Other films Van Dyke appeared in include Carl Reiner’s passion project The Comic (1969), which was little seen and not well-received but was a film Reiner wrote for Van Dyke and one that both men were proud of. Van Dyke, who was deeply influenced by silent-era comedy and was a fan of comedians like Stan Laurel and Buster Keaton, played a silent-era comedian in the film starting with his funeral and telling his life story in flashback. Van Dyke also starred in a film written and directed by another comedy legend when he was cast in Norman Lear’s 1971 satire Cold Turkey as a preacher who uses a publicity stunt to try to discourage Americans from smoking. Cold Turkey was also little seen, but it received positive reviews and Norman Lear would go on to become a hugely successful television producer that same year.
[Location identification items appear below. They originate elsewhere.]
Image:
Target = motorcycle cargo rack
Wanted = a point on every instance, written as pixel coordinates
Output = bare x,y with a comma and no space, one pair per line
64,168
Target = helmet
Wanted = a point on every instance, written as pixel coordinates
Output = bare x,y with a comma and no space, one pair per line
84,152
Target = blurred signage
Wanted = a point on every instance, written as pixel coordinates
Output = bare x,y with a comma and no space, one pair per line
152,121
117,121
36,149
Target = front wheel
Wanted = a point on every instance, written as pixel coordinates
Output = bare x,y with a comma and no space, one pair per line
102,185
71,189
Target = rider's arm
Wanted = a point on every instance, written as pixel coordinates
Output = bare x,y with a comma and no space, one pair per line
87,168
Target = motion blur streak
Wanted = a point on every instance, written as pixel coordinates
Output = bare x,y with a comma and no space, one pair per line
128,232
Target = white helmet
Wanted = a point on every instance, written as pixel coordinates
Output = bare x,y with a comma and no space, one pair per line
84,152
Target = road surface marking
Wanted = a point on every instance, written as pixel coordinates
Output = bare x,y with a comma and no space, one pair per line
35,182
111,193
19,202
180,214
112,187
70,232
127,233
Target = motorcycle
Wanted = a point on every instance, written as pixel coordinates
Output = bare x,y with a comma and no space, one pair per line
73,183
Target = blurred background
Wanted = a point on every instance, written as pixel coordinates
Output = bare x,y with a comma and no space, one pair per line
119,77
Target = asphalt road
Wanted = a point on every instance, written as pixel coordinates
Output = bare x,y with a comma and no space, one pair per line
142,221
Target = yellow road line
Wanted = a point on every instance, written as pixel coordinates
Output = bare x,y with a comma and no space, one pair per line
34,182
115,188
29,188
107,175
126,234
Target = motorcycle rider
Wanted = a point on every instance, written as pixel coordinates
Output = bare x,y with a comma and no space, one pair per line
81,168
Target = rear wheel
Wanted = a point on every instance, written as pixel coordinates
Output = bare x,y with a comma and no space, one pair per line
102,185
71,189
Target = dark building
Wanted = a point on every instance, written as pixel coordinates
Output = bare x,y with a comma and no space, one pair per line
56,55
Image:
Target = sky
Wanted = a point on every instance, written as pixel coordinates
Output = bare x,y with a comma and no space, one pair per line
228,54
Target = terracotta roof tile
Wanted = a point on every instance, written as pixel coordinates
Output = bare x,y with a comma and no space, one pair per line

He didn’t act in a ton of films after that, but he did make a few more memorable appearances in Disney’s 1990 crime comedy Dick Tracy and the Night at the Museum films as a veteran security guard alongside fellow security guards Mickey Rooney and Bill Cobbs. Plus Van Dyke made a welcome appearance as Mr. Dawes Jr. in Mary Poppins Returns (2018) during one of that film’s best scenes, which only proved to me further that Van Dyke’s appeal could never wane. In fact Van Dyke’s zest for trying new things has remained intact throughout his career. Did you know he released his first solo album since 1963 when he recorded his jazzy 2017 album Step (Back) In Time? And that he performed a rap (???) in the album Rhythm Train? Or that he was a consultant for Marvel’s 2021 Disney+ series WandaVision? Or that he was the oldest contestant in The Masked Singer history? His refusal to slow down despite working in show business so long and achieving so much only makes me appreciate him more.